Mój R7 z Sigmą 150-600C ma ustawiczną tendencję do Front Focus, czyli odwrotnie niż z obiektywem EF 100-400L II, z którym ma notoryczny Back Focus. Jak trafi z Sigmą, to też jest nieźle, i to nie obiektywy są tu winne. Winna jest propaganda, czyli *******olo, że z bezlusterkowcami Canona wszystkie obiektywy trafiają w punkt i mikrokalibracja nie jest im potrzebna. Otóż R7 i R10 są przypadkami, w których to kompletnie nie działa. Taka bezbłędność AF jest zarezerwowana dla aparatów pełnoklatkowych, o ile to też nie jest bujda, bo skądinąd wiadomo, ze Sigma 150-600C z takim R5 też nie działa poprawnie. Aparat z mniejszą gęstością matrycy jak np. R6 (20 Mp), daje podobnie dobry efekt z tym obiektywem, jak Canon 6D (też 20 Mp). Im gęstsza matryca, tym jest gorzej, i nie ma miejsca na żadne ochy i achy, a tylko na qrvianie.

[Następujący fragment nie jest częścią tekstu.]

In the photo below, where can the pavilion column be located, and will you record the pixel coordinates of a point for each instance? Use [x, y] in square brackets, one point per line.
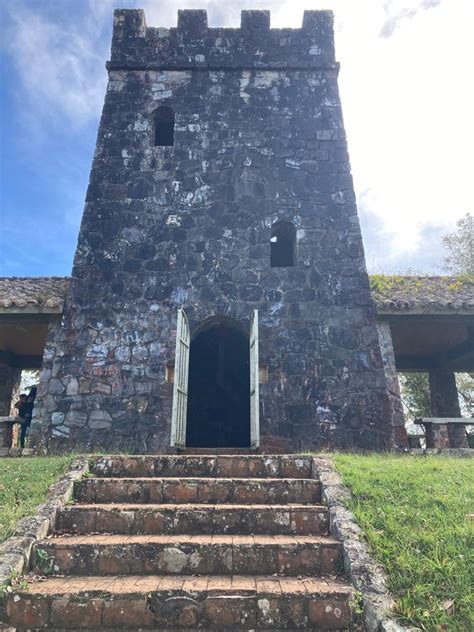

EOS 550D, 6D, M2, M5, 80D, 7D II, kit 18-55 IS, EF-S 55-250 IS STM, EF-M 4-5,6/11-22 STM, EF-M 3,5-5,6/18-55 STM, EF-M 2/22 STM, EF 3,5-4,5/28-70, EF 1,8/50 Mk 1 i STM, EF 100-400L II, Tamron 100-400, Olympusy OM-1, OM-2N, OM-4, OM-10, stałki i zoomy Zuiko od 24 do 200 mm.
Popieram teorię o fluktuacjach gęstości powietrza - szczególnie na krawędziach górnych części elewacji budynków.